- Directed by: Sandy Howard
- Written by: Freddie Francis (Credited as "Ken Barnett")
- Starring: Joe Silver Dom DeLuise Arlene Golonka Paula Stewart William Traylor
- Music by: Jack Pleis
- Distributed by: American International Pictures
- Release date: September 18, 1964;
- Running time: 87 minutes
- Country: United States
- Language: English

= Diary of a Bachelor =

1964 film by Sandy Howard

Diary of a Bachelor is a 1964 American comedy film directed by Sandy Howard and starring William Traylor, Joe Silver and Dagne Crane.

==Plot==
Joanne, a young bride-to-be, has found the diary of her intended, Skip O'Hara, a man notorious for being a playboy. Sure that she'll read about his various exploits, she flips through the diary but is shocked to find that he is not exactly the type of person whom everyone believes him to be. She discovers that he has been having affairs with numerous young women and leaves Skip.

An airline hostess whose name appears often in the diary, Nancy Feather, arrives at Skip's apartment. Joanne decides to return to Skip and apologize, but when she finds Nancy with him, she leaves for good.
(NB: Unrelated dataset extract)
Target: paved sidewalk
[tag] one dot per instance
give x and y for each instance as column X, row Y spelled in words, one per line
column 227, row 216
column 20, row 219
A year later, Skip and Nancy are married and Skip has settled down, but Nancy continues to see old boyfriends.

==Cast==
- William Traylor as Skip O'Hara
- Joe Silver as Charlie Barrett
- Dagne Crane as Joanne
- Denise Lor as Jane Woods
- Jan Crockett as Jennifer Watters
- Susan Dean as Barbara
- Eleni Kiamos as Angie Pisano
- Arlene Golonka as Lois
- Joan Holloway as Nancy Feather
- Mickey Deems as Barney Washburn
- Paula Stewart as Carlotta Jones
- Dom DeLuise as Marvin Rollins
- Jackie Kannon as Bob Haney

==Reception==
Critical reception has been mixed.
TV Guide panned the film and gave it one star, stating "Told in a series of redundant flashbacks, the clumsy hand of producer/director Howard fails to keep interest for long. An unsympathetic character's life told in an uncaptivating style doesn't leave much room for praise." Variety also criticized the film as a "tame tale" with the byline "lack of names and generally pallid comedy make it candidate for second billing."